The doctor stepped away. She left the pills on the arm of the chair.
“It’s up to you. I think that, with your mother and your doctor’s help, you’ll make it through this no matter what. But I also think the sooner you start, the easier it’ll be for you. Think about the morning after, Mayet. Think about how good it’ll be. I want you to do that for me. And for you.”
Then she left. Mayet was alone. There was no more light coming through the curtain. Her room was growing dark. She turned on her side, looking at the little orange bottle and the water. The back of her throat hurt.
And she listened very, very carefully, for what she knew was there: the skittering sound of pale, hairless flesh sliding along the ground, and the gentle, almost imperceptible thump of misshapen limbs scrambling over each other. Was he here, even now? Had he been in the room, hidden, all this time, even while she was awake? Sometimes she thought he was. He could even be right behind her chair, standing over her, watching her, ready to glide away or melt through the wall the moment anyone else came in but always, always there.
Mayet felt cold. She curled up into a ball, trembling, clutching at her hair. The doctor was wrong. Deep down inside, she knew that the Rake was real. And that the next time she saw him, it would be worse than dying.

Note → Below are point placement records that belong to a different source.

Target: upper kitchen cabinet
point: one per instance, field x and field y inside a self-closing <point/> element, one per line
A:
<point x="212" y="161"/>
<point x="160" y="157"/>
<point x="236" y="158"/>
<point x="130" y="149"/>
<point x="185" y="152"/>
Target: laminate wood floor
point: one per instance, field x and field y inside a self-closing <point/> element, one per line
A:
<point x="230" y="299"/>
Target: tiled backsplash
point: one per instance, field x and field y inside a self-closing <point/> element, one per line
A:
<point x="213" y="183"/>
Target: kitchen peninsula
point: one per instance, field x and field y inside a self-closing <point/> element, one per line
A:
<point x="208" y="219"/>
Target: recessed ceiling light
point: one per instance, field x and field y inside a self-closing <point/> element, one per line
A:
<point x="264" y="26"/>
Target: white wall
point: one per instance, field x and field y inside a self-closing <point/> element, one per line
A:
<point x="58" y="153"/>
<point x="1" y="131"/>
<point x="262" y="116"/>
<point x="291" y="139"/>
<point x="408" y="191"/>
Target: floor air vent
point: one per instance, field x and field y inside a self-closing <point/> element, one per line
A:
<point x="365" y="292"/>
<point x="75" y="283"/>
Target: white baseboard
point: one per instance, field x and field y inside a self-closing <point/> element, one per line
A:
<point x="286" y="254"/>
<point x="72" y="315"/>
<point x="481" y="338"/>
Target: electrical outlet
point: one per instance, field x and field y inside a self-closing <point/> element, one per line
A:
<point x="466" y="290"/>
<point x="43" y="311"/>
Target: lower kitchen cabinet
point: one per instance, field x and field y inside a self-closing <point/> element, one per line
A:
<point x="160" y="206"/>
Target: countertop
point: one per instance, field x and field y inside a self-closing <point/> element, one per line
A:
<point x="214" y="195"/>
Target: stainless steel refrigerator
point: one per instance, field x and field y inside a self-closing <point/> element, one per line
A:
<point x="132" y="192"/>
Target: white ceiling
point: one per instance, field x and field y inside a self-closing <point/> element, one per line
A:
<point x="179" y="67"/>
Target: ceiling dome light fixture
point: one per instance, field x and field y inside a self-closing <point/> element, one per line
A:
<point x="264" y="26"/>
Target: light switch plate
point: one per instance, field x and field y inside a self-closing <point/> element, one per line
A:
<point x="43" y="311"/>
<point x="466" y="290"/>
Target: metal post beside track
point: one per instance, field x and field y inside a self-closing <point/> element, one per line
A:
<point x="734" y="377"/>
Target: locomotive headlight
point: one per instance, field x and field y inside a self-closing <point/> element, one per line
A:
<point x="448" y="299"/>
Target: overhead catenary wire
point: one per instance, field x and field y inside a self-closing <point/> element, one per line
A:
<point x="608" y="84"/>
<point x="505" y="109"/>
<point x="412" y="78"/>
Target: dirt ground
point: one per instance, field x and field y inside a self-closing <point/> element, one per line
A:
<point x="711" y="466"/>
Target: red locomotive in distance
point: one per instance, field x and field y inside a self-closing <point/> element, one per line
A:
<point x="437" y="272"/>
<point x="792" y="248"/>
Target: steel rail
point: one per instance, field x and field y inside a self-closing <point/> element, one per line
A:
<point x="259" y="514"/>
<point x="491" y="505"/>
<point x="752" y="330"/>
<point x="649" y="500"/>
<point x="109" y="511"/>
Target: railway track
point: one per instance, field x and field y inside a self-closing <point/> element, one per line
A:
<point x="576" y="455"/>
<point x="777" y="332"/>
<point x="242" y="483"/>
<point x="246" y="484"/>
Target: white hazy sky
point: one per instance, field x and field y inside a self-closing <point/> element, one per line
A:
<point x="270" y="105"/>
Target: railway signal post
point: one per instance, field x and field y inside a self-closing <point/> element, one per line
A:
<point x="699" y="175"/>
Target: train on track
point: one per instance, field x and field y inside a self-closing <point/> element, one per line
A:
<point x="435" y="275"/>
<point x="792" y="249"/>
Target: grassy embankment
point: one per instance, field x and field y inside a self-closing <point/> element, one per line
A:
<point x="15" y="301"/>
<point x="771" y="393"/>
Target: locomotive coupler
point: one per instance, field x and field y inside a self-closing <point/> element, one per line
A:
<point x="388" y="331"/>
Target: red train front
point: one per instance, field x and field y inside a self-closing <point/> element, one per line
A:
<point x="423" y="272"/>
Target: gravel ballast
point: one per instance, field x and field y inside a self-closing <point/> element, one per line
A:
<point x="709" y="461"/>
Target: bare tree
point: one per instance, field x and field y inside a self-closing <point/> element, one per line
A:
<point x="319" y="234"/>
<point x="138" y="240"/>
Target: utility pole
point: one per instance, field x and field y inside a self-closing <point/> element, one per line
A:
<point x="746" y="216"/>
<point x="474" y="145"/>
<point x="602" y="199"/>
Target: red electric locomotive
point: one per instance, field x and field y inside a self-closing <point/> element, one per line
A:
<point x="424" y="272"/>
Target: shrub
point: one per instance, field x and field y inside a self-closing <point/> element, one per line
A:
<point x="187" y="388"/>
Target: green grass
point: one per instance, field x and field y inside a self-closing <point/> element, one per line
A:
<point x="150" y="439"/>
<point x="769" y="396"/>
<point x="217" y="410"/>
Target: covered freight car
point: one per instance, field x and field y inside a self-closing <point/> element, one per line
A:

She laid out on her bed, watching the shadows crawl over the ceiling. She squeezed the pills in one hand, the water bottle in the other. She shook two into her mouth, grimacing as she swallowed; she’d always hated taking pills. Then she took two more. And two more. She kept taking them until there were no more, washing them down with the tasteless water from the plastic bottle. She wanted out, but she didn’t want to do it like Brianne; she just wanted to go to sleep. To go to sleep and never wake up seemed the only way of winning; the only way to cheat him, somehow.
She was already feeling drowsy. She thought of her mother and a pang of guilt went through her, but it was too late now. The shadows on the ceiling swallowed the room, and her vision blurred at the edges. For a moment she thought she saw something, a malformed silhouette stooped over her, with a cold, wet hand reaching for her face…
But then there was nothing, and she slept.
The doctor sat at the kitchen table, a cooling mug of tea in her hand. Mayet’s mother sat across from her, drinking hers. Her eyes had dried. “Thank you,” she said.
“I’m glad to help,” the doctor said. “I think she’ll take them. We can’t say for sure, of course, but I think she will. The important thing is that it’s her decision.”
“I suppose,” said Mayet’s mother. She turned her head at the sound of something moving in the hall, but nothing was there. She shivered without knowing why. “I really don’t feel right about it, though. I hate trying to just knock her out with pills. I never liked those things.”
“Well, there’s no need to feel guilty about these ones,” the doctor said, downing her tea in one gulp.
“Why is that?” Mayet’s mother said. There was that sound again, like something fumbling with a door, but there was still nothing there.
The doctor grinned. “Ms. Bautista, there’s nothing in those pills. They’re just a placebo.
“Mayet will wake up in the morning, right as rain.”